Sunday, January 06, 2008

Our species has 10 fingers, and we (mostly) count in base 10. It's easy to learn. Base 10 seems natural, but it hasn't always been the favoured base. The Mayans used base 20 (vigesimal), the Babylonians used base 60 (sexagesimal), and our computers use base 2 (binary). What makes our base 10 so special, and more importantly, is 10 the optimal base we could use? Is there a better one?

First, we have to define what is meant by optimal and better in the context of a numeric base (or radix). The only definition of optimal numeric base that I know is the base at which the area A = (#digits in a given number) * (#unique symbols in base) is minimized for all numbers. That is, the optimal base is where, given all numbers that can be represented, the least "space" to represent them is the least amount of area given by the product of the number of digits in a number and the number of symbols required in that base system. [1]

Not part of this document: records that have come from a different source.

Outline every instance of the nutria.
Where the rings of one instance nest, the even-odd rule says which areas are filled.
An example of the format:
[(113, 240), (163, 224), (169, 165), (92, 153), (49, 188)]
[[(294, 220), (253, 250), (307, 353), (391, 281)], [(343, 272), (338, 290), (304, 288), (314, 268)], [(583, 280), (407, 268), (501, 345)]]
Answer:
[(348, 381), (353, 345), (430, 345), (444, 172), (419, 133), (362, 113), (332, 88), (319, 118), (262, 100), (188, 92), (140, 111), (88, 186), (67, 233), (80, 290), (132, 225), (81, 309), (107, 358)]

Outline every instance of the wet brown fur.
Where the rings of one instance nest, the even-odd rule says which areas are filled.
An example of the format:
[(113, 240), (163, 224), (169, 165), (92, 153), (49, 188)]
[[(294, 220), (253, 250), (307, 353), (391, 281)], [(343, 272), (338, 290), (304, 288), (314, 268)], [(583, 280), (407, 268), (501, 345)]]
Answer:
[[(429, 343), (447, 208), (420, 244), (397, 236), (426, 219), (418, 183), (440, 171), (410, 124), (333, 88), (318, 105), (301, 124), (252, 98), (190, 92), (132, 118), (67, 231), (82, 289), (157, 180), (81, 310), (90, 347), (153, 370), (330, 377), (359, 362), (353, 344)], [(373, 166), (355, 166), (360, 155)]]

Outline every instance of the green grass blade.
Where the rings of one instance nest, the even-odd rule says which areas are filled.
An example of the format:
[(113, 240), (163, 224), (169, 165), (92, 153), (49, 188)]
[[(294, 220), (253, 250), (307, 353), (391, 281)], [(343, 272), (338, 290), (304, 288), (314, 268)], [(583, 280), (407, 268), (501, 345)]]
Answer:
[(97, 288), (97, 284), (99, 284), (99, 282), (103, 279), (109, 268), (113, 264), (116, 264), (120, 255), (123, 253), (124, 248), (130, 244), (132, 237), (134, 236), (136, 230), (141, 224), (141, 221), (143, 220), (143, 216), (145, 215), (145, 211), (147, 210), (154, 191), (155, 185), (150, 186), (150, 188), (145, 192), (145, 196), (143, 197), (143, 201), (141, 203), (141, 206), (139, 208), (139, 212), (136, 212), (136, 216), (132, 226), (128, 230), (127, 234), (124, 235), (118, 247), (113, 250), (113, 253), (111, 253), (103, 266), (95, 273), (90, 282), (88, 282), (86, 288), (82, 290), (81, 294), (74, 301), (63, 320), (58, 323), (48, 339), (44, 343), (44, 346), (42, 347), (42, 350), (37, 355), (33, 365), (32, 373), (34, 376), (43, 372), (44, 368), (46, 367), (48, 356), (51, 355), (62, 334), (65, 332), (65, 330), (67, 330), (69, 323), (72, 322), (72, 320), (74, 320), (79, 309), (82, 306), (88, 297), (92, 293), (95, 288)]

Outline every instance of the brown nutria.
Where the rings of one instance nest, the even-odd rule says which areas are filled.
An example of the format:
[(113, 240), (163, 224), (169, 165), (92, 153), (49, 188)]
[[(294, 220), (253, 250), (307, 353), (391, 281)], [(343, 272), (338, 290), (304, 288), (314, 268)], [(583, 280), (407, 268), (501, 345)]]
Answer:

Using least "area" as our metric for most optimal, the area is given by A = D * B. B = the base, which is also the number of symbols used in the given base; D = the number of digits which can be modeled with the function D(B,N) = logB(N) (or more exactly, it is the index of the leading digit needed to represent the number). Since over all numbers we also consider numbers approaching infinity, this equation for area doesn't tell us much in its present form, so instead we can work with a derivative of it (pun intended). As any intro calculus student will tell you, the maximum or minimum point of a concave surface (in this case, A = D * B) is where d2A/(dD*dB) = 0. If this can give us a solution independent of N (the value of any given number), then there is an optimal base for representing all numbers.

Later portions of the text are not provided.